Sex and environment shape cochlear sensitivity in human populations worldwide.

Hearing remains an underexplored aspect of human evolution. While the growing prevalence of hearing issues worldwide highlights the need to investigate factors beyond age, ototoxic substances, and recreational noise- factors affecting only a subset of the population -the role of environmental influences remains relatively unaddressed. In contrast, hearing and vocalizations have been extensively studied in many vertebrates through the Acoustic Adaptation Hypothesis, which suggests that acoustic communication adapts to the structure of the immediate environment. To explore how the environment shapes the ear's ability to process sound, studying the cochlea is essential since it is responsible for capturing, amplifying, and converting sound waves into electrical signals. Cochlear sensitivity can be measured using Transient-Evoked Otoacoustic Emissions (TEOAE), which assess the cochlea's ability to produce and transmit an acoustic response after sound stimulation. By analyzing TEOAE profiles, we gain valuable insights into how the cochlea responds to external auditory stimuli.
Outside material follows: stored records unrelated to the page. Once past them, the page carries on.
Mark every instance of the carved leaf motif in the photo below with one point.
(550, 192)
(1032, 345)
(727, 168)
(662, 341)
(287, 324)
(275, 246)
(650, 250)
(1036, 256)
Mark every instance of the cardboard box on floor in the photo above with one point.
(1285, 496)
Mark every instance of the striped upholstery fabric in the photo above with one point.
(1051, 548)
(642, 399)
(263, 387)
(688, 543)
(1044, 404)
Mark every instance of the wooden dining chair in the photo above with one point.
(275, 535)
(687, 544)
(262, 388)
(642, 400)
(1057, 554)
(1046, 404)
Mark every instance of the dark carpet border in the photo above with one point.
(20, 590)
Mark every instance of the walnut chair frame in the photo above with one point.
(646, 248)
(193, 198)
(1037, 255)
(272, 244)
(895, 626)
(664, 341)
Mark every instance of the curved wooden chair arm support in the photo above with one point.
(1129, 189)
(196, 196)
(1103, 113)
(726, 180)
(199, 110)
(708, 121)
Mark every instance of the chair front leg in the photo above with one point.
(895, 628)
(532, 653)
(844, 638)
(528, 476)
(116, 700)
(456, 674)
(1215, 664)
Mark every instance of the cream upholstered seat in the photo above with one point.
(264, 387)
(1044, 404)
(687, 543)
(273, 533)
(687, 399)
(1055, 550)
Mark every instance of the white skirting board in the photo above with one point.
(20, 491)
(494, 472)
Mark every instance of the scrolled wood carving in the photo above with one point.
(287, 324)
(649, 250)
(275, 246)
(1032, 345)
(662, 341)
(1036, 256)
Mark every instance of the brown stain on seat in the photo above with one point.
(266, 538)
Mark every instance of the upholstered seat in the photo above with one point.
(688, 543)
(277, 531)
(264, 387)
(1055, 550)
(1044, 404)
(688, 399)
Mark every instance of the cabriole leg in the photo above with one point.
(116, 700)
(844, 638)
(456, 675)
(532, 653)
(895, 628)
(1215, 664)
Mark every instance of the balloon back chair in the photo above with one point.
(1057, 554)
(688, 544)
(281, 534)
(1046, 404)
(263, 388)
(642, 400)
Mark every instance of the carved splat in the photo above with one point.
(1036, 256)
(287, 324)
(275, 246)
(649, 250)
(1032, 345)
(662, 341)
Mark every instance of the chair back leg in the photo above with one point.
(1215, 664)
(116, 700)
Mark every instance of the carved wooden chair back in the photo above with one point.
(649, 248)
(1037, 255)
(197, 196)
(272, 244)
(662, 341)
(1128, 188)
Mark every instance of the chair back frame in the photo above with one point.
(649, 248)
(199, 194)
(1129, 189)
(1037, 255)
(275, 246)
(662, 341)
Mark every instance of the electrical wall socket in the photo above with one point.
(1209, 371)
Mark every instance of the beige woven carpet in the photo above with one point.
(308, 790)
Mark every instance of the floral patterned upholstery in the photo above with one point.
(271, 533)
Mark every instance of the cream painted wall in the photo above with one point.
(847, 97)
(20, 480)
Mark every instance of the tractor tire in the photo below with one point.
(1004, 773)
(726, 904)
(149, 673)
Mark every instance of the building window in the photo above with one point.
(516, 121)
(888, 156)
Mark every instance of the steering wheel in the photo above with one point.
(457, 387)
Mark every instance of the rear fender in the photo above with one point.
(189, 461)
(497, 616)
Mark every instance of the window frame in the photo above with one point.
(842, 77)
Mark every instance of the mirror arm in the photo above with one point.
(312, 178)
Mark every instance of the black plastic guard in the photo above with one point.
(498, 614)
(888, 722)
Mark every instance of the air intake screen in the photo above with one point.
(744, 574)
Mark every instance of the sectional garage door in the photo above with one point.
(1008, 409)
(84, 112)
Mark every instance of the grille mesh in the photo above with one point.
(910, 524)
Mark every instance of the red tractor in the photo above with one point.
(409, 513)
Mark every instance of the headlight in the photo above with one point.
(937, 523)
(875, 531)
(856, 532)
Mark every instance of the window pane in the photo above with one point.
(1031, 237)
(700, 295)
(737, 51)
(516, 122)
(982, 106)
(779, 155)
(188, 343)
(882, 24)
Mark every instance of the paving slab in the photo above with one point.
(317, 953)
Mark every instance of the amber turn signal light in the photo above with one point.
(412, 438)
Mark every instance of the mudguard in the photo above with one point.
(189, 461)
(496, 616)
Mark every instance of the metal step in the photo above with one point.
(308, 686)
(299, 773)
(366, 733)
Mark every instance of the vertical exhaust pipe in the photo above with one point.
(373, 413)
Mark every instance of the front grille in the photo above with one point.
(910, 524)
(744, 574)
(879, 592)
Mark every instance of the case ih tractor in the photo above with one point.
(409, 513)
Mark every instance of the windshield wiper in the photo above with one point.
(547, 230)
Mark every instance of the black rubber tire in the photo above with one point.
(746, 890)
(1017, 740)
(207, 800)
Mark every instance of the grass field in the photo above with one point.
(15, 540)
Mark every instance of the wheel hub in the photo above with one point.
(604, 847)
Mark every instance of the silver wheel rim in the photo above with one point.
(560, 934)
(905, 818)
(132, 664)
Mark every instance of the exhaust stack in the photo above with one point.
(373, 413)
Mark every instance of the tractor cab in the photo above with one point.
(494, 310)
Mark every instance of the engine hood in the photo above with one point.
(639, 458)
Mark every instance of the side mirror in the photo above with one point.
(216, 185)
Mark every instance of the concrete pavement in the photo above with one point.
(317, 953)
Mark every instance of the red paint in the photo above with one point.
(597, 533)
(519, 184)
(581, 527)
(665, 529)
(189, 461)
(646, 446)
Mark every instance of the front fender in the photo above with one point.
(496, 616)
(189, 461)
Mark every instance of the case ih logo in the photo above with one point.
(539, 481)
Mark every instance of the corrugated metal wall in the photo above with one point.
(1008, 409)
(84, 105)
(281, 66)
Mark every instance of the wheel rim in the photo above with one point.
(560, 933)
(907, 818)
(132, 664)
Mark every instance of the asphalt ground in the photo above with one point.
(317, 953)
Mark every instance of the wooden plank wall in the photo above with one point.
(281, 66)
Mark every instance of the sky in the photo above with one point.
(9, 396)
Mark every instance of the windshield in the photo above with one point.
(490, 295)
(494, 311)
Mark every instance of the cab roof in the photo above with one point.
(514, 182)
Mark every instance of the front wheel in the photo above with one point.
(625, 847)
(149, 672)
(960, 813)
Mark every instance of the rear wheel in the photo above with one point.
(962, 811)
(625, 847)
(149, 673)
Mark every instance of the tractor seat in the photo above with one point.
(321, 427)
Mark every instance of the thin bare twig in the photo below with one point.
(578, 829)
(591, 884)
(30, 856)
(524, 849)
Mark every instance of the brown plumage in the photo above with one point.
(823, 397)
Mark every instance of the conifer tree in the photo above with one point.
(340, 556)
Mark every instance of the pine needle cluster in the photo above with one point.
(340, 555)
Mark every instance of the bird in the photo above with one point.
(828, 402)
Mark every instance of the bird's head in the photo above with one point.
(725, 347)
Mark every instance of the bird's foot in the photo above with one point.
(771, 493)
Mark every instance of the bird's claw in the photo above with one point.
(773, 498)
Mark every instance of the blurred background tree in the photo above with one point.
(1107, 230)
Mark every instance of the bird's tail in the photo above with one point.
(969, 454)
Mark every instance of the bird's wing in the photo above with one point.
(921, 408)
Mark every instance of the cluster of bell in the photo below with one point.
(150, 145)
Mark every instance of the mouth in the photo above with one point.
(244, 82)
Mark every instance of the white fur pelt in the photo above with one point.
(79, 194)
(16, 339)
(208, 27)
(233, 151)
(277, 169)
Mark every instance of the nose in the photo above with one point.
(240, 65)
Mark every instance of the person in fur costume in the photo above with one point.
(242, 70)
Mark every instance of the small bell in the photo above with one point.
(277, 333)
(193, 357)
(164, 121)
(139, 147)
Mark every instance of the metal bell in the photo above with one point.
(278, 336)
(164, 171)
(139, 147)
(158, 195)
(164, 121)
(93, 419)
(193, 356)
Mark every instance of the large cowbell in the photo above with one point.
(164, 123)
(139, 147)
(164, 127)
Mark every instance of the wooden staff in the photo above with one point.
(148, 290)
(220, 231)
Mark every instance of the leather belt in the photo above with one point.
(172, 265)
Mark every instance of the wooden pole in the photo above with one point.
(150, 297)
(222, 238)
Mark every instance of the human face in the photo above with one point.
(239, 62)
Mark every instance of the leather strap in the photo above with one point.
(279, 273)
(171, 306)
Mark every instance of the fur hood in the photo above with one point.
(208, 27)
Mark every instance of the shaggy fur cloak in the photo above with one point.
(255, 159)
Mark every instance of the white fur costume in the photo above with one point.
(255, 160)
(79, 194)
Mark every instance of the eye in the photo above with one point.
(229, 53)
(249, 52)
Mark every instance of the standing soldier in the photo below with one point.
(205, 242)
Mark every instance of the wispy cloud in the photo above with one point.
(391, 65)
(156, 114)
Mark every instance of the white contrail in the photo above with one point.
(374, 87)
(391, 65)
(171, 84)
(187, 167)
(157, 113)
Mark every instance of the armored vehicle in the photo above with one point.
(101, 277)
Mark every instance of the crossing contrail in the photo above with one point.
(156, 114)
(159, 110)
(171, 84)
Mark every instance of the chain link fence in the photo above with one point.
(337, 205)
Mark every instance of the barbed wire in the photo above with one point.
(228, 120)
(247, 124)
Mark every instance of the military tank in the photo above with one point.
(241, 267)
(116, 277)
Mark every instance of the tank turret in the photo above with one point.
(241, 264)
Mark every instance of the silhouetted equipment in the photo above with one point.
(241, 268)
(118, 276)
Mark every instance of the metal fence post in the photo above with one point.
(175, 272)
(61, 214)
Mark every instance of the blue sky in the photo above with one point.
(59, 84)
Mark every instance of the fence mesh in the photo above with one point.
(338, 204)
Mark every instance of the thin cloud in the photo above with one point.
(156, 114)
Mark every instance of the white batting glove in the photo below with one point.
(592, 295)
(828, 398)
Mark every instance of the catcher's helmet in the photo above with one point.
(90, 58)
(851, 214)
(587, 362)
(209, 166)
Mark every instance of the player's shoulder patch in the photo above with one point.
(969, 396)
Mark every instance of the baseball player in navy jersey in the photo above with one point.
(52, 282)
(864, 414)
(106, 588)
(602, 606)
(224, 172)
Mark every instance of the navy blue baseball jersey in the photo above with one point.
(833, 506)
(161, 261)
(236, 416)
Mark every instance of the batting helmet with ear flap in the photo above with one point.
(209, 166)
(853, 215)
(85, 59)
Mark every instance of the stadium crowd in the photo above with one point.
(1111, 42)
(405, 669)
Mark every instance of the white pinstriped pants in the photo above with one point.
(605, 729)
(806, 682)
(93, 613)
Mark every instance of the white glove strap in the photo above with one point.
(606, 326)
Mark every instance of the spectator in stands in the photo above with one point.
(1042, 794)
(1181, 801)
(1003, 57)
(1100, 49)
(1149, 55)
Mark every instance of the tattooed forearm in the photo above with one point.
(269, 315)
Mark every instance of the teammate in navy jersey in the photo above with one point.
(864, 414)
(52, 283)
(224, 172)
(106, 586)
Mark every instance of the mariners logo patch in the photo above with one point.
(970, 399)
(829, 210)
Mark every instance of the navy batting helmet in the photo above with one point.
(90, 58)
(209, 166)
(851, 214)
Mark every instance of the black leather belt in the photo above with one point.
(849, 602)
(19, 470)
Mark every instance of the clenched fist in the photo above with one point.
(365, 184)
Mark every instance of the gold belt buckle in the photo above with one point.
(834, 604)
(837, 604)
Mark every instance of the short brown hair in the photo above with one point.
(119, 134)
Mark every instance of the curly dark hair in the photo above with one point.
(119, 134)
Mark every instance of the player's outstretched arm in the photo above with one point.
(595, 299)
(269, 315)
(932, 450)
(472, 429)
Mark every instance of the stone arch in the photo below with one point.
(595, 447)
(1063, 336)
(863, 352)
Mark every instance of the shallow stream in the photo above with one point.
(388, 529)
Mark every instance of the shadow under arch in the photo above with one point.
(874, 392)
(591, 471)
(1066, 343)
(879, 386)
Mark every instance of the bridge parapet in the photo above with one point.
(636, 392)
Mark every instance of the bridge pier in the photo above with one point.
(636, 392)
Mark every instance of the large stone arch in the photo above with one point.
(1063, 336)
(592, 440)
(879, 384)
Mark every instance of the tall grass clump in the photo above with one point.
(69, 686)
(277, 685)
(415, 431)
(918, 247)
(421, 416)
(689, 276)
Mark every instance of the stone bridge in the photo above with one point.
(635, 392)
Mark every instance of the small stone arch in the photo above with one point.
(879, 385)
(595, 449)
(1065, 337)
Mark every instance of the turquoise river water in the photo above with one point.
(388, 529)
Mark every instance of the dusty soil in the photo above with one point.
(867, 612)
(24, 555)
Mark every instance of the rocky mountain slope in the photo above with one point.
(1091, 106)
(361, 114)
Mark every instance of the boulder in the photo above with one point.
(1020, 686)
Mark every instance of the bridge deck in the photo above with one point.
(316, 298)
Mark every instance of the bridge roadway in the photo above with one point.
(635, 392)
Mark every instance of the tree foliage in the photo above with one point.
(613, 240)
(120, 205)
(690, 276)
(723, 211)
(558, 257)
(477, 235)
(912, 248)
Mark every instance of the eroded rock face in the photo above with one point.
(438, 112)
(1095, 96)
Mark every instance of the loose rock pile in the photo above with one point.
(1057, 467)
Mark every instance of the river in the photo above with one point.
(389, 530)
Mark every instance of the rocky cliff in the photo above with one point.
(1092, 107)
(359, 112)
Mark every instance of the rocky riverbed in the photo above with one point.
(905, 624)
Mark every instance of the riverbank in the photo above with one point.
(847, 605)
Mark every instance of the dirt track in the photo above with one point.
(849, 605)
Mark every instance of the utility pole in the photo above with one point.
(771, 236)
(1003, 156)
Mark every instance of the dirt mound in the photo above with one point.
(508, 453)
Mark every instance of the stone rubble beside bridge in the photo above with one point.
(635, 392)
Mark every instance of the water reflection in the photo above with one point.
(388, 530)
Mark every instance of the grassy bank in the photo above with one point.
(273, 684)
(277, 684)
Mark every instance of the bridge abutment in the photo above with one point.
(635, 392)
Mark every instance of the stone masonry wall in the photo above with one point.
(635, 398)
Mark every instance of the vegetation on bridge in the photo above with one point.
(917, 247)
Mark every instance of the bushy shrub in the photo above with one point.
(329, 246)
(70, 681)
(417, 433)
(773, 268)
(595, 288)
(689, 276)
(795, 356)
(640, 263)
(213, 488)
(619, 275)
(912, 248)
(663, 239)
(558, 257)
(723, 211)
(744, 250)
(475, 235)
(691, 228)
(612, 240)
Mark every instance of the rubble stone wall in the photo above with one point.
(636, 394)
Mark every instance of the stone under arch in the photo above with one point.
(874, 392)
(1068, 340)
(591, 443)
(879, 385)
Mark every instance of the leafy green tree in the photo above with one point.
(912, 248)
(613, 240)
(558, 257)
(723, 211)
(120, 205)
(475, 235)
We evaluated the influence of both endogenous (age, sex, ear side) and exogenous factors (ethnicity, environment, language) on cochlear sensitivity by collecting TEOAE data from 448 healthy individuals across 13 global populations in Ecuador, England, Gabon, South Africa, and Uzbekistan, living in diverse environments. For each individual, we derived six acoustic metrics from these TEOAE profiles to characterize the amplitude and frequency spectrum of cochlear sensitivity. Our results show that amplitude is primarily influenced by sex (up to 2 dB) and environment (up to 3.6 dB), followed by age and ear side. The frequency spectrum is determined exclusively by exogenous factors, with environment- particularly altitude, and urban versus rural settings -being the most significant. These findings challenge existing assumptions and highlight the need to consider both biological and environmental factors when studying auditory processes.